こいつらは別バラを3つも4つも持っている。
「野乃香ちゃん、今日も可愛いねえ。紅色のお着物がとても似合ってる。」
如才なく、雪紀が褒める。野乃香の隣に座っていた皐月嬢は眉間にしわを寄せたが、野乃香は無邪気に喜んでいる。
「ありがとう〜、雪紀ちゃん。これねえ、おじいちゃまが今日のために誂えてくださったの〜。」
「ああ…、あの翁ね。」
雪紀はちょっと肩をすくめた。久遠院翁は雪紀にとっても苦手の一部だ。
「野乃香ねえ、天音ちゃんと結婚したらお振袖着られなくなっちゃうから、今のうちに着倒しておくんだ〜。
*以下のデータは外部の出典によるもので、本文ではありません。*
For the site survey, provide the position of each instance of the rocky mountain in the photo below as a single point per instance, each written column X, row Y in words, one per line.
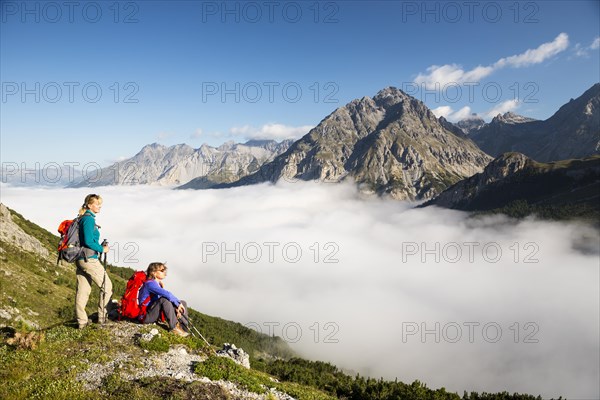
column 44, row 356
column 472, row 123
column 179, row 164
column 516, row 184
column 572, row 132
column 388, row 144
column 50, row 174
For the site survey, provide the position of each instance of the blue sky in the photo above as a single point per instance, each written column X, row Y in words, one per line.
column 96, row 81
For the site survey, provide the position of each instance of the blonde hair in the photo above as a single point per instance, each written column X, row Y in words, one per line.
column 153, row 268
column 89, row 199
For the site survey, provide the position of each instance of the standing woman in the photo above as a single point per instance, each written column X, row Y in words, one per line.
column 161, row 301
column 89, row 268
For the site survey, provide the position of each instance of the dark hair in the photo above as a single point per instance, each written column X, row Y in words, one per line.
column 89, row 199
column 154, row 268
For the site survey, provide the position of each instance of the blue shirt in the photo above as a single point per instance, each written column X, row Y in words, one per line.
column 152, row 288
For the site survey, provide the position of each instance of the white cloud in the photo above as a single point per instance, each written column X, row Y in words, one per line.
column 451, row 115
column 505, row 106
column 439, row 76
column 536, row 56
column 583, row 51
column 463, row 113
column 198, row 133
column 381, row 285
column 164, row 135
column 271, row 131
column 442, row 111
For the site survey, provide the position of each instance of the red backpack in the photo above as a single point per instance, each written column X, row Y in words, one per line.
column 130, row 308
column 69, row 248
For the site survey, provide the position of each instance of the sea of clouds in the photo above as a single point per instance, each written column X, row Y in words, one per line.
column 369, row 284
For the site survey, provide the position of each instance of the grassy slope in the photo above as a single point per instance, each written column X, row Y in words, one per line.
column 44, row 293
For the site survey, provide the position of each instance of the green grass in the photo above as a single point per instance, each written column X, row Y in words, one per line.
column 44, row 293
」
「あら、若いお嫁さんになるんだから、まだ着ていてもいいんじゃありませんか。」
「本当〜? おばあさまがお許しくださるなら、野乃香どんどん着ちゃう〜。」
はいはい。私はまだ当分結婚して落ち着くつもりはありませんが、お二人が仲良くするのはいいことです。お振袖でも十二単でも着てください。
この若さで嫁姑の仲裁をする気分を味わうとは思わなかったな。
「本当にきれいだねえ、そのお着物。」
直哉を避けてか、ちゃっかり野乃香の傍に席を確保していた祥太郎先生がニコニコと言う。
「僕も昔、そんなお着物着せられて写真撮ったけど、こんなに上等のお着物じゃなかったな。」
…………はい?
今先生、不思議なことをおっしゃいませんでしたか?
「あら、祥太郎先生、こんなお着物を召されたことがあるんですの?」
「はあ、子供のころは母の意向で、女の子みたいな格好をしていましたから。」
「まあ、それはぜひ、そのお写真を拝見したいわ♪」
「…ええ、それじゃ今度お持ちしましょう。」
やや間があったのは、祥太郎先生が直哉の様子を伺ったからだ。
直哉は目をひん剥いて祥太郎先生を凝視している。これは祥太郎先生の意趣返し…なのだろうな。
こうしてまたも祥太郎先生のなぞを深めて、おばあさま企画の雛祭りは終わった。